If rejecting God is a grave mistake, then why would God not wish to help nonbelievers see the error of their decision? Why would he let them perish in hell for all eternity (or simply perish) without any hope of redemption? The reason, Christians tell us, is one of respect: God respects the decision to reject him, and therefore will not devalue this “free choice”—however irrational—by interfering. Below, I show why this answer is problematic.

First, the answer assumes that the “free” decision to reject God is worthy of respect, since without this assumption, it is impossible to explain why God would respect it. It makes no sense to say God will respect decisions unworthy of respect. So what is it about the decision to reject God that is worthy of respect? I see only two possibilities: the decision is either (1) intrinsically respectable or (2) worthy of respect because it is made by a free being who is itself worthy of respect. No will argue the first possibility. As for the second, the Christian needs to demonstrate the connection between a free agent being worthy of respect and the (irrational) choices she makes being worthy of respect. What is this connection? If I see my friend ready to jump into a volcano, should I “respect” his choice, or attempt to prevent him from making a grave error? The latter, clearly. Thus, I can respect my friend’s worth without having to respect his irrational choices. As the example illustrates, I can even respect my friend’s worth while interfering with his free will.

Christians will undoubtedly argue that God cannot interfere with the nonbeliever’s free will, despite how she chooses to exercise it. For if God were to not accept the nonbeliever’s irrational choice, he would be devaluing her humanity or intrinsic moral worth. I’d like to see some justification for this claim, but even supposing the Christian could provide a satisfactory answer, there lies a deeper problem: why would God wish to give up on the nonbeliever?
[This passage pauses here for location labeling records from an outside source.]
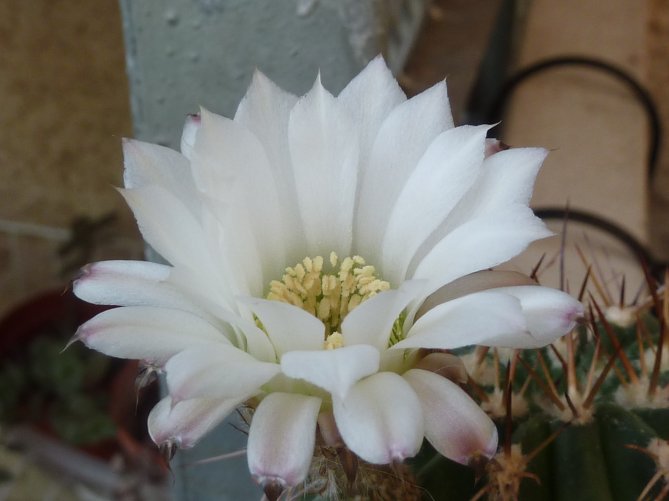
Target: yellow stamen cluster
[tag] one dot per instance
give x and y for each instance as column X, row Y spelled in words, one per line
column 331, row 295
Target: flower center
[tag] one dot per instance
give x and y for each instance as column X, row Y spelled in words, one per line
column 328, row 294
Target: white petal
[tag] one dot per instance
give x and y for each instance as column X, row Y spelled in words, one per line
column 324, row 153
column 186, row 422
column 487, row 318
column 380, row 419
column 230, row 165
column 333, row 370
column 168, row 226
column 132, row 283
column 372, row 321
column 402, row 139
column 216, row 371
column 191, row 126
column 506, row 178
column 454, row 424
column 282, row 437
column 443, row 175
column 549, row 313
column 368, row 99
column 146, row 333
column 288, row 327
column 504, row 186
column 481, row 243
column 265, row 111
column 474, row 282
column 149, row 164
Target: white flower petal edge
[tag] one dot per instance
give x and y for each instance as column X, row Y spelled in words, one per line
column 282, row 438
column 381, row 419
column 147, row 333
column 184, row 423
column 454, row 424
column 333, row 370
column 216, row 371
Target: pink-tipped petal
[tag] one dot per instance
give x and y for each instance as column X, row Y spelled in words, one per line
column 333, row 370
column 488, row 318
column 147, row 333
column 282, row 438
column 454, row 424
column 216, row 371
column 133, row 283
column 184, row 423
column 549, row 313
column 381, row 419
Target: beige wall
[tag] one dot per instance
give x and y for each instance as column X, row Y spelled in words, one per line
column 63, row 111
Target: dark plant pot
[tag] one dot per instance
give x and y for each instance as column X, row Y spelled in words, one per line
column 48, row 312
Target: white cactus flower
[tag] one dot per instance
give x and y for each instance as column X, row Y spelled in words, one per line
column 303, row 238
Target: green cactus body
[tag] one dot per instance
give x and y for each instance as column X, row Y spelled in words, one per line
column 589, row 419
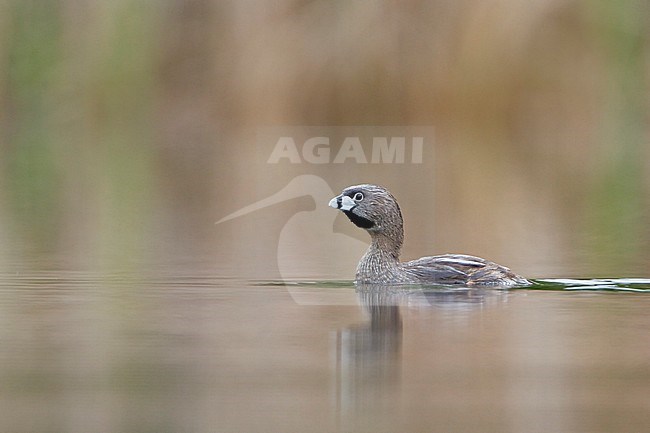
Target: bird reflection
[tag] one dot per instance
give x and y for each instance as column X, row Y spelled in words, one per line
column 369, row 356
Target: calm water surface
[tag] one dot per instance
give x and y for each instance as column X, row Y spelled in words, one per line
column 193, row 352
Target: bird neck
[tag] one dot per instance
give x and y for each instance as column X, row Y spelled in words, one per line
column 387, row 243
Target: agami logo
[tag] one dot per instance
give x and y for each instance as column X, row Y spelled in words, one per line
column 318, row 150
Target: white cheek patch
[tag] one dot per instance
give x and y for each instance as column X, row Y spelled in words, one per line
column 347, row 203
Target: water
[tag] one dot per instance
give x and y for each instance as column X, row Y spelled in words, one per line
column 191, row 352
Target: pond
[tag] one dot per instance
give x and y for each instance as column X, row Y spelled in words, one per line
column 184, row 351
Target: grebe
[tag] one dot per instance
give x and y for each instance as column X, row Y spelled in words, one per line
column 374, row 209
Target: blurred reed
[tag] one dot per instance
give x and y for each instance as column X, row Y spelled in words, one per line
column 126, row 125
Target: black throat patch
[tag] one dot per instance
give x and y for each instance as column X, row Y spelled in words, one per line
column 358, row 221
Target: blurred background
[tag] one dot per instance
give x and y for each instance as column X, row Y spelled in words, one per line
column 127, row 128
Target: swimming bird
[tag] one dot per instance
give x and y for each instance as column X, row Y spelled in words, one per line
column 374, row 209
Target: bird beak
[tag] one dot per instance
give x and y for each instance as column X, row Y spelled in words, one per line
column 342, row 202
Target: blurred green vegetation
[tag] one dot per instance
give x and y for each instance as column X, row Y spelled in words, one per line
column 126, row 124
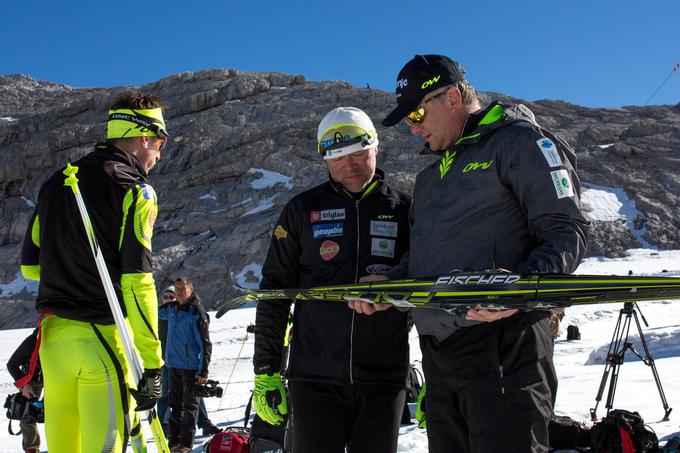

According to Christians, the decision to reject God is indicative of a deep defect in the nonbeliever’s moral and rational faculties. So it is utterly incomprehensible why God would wish to give up on trying to correct this defect. If God thinks the nonbeliever is making the biggest mistake one can possibly make, then it is far more plausible to suppose he would do everything in his power to help her realize her error—reach out to her until she ‘gets it’, no matter how long it takes. Hence, the obvious answer to the question of when God should give up is ‘never.’ It is what a fully compassionate and loving being would do, and therefore what God would do, if he exists.